Question

A manufacturer of breakfast cereal makes two claims concerning the
weight of the packets they produce. The manufacturer claims that
a) The mean is 200g
b) The variance is 0.8g2.
Answer the following questions.
1. To investigate the claims, the weight of a sample of packets
produced in a given shift was measured. The values found are
listed in part (a) of ‘Dataset’, with grams (g) as the unit
of measurement. Carry out appropriate statistical tests on claims (a)
and (b).
2. Several weeks later, a smaller sample of packets as taken and their
weight was measured; the data is listed in part (b) of
‘Dataset’, with grams (g) as the unit of measurement.
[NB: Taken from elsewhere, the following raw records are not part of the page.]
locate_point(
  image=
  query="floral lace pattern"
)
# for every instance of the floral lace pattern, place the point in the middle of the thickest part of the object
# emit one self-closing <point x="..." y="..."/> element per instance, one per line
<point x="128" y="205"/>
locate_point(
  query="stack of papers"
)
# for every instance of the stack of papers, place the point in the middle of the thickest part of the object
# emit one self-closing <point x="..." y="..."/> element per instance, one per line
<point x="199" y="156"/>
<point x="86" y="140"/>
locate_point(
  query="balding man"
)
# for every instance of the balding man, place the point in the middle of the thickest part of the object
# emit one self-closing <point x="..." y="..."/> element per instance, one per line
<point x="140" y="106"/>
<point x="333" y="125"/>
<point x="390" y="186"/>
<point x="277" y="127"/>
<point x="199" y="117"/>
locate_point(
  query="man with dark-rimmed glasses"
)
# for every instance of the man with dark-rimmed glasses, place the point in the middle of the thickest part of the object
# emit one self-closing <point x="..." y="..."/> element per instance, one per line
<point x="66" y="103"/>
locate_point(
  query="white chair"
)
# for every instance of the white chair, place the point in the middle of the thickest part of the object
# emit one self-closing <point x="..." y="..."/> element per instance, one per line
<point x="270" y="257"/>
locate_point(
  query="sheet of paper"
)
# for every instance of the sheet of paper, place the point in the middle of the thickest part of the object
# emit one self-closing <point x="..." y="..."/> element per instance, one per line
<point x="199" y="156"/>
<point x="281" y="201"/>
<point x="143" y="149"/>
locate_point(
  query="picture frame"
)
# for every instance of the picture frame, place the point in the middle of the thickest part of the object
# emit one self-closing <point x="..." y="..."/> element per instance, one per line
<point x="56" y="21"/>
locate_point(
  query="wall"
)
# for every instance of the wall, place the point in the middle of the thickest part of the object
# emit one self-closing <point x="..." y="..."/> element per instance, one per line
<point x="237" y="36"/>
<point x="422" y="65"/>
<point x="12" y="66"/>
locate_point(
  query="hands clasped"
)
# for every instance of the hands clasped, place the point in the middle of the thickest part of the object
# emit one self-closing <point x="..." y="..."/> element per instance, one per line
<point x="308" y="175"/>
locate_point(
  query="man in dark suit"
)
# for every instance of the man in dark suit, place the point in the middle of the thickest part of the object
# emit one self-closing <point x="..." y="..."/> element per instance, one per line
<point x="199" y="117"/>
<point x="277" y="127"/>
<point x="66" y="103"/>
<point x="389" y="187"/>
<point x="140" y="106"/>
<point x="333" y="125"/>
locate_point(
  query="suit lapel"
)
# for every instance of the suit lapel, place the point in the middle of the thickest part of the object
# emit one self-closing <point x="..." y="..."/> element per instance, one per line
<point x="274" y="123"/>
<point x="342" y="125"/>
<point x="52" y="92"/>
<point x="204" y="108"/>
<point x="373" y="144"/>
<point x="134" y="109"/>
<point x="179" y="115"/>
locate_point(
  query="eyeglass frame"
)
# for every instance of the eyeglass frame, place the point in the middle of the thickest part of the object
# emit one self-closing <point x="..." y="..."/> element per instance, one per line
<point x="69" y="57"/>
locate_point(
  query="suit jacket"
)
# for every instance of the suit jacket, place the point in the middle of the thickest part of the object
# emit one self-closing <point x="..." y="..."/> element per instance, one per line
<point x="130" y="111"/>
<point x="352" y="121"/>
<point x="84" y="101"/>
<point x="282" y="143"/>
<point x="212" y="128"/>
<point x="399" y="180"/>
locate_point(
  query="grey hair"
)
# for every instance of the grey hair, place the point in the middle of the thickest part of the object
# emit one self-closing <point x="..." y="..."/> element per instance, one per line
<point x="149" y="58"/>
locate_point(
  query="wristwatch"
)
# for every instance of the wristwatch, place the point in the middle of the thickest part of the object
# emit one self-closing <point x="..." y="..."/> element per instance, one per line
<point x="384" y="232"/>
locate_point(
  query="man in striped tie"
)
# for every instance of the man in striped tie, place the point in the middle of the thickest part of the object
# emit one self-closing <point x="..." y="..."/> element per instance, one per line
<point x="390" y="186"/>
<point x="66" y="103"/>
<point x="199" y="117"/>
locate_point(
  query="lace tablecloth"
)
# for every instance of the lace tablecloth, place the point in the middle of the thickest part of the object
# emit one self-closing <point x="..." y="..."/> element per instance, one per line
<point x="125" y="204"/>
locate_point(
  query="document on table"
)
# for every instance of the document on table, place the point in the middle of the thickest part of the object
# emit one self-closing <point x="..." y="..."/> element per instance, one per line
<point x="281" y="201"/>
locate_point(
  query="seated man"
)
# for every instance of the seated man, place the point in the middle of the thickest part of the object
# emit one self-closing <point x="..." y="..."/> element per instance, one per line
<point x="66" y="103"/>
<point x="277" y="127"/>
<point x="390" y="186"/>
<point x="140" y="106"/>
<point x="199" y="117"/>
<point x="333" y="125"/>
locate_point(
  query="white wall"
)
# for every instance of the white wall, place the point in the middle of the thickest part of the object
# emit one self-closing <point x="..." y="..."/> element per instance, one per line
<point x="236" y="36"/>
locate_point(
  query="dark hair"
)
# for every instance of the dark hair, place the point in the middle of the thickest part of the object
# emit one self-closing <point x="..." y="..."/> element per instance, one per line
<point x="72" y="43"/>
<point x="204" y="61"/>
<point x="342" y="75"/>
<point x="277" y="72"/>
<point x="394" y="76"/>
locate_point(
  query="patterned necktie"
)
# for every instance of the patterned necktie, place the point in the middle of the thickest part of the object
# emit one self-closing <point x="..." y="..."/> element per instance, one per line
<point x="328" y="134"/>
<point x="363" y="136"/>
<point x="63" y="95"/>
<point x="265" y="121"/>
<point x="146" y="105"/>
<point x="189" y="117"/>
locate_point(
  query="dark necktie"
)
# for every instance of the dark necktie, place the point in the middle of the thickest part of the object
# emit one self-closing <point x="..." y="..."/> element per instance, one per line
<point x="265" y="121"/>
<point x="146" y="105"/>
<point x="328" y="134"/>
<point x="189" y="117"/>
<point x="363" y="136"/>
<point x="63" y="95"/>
Use this
data to construct confidence intervals for the mean and variance of
the variable ‘W’, the weight of a packet of cereal.
3. Identify any issues with adding the second set of data to the first
and ‘updating’ the results of part 1.

Part (a)
208.06	201.19	205.61	200.88	194.48	196.53
206.21	200.82	205.86	199.82	196.54	198.60
204.72	197.88	204.67	200.72	199.07	195.57
202.28	197.28	201.27	197.73	195.89	198.16
202.63	198.48	198.34	201.29	194.63	199.24
204.83	196.14	201.12	198.10	191.65	198.96
206.69	198.17	203.46	196.92	195.06	199.44
Part (b)
207.94	199.36	201.16	193.67	196.07	202.28
204.64	202.77	202.33	192.26	199.62	202.93

Answer 1

2. 95% Confidence Interval for the mean of the packets of part (b) is:

	Part B
count	12
mean	200.4192
sample standard deviation	4.5394
sample variance	20.6064
minimum	192.26
maximum	207.94
range	15.68
confidence interval 95.% lower	197.8508
confidence interval 95.% upper	202.9875
margin of error	2.5684
z	1.96

3. As we can see that the mean for the part (b) is more than 200g and if it is added to the data of part (a), it can change the mean of the part (a) which violates its satisfiability of mean of 200g.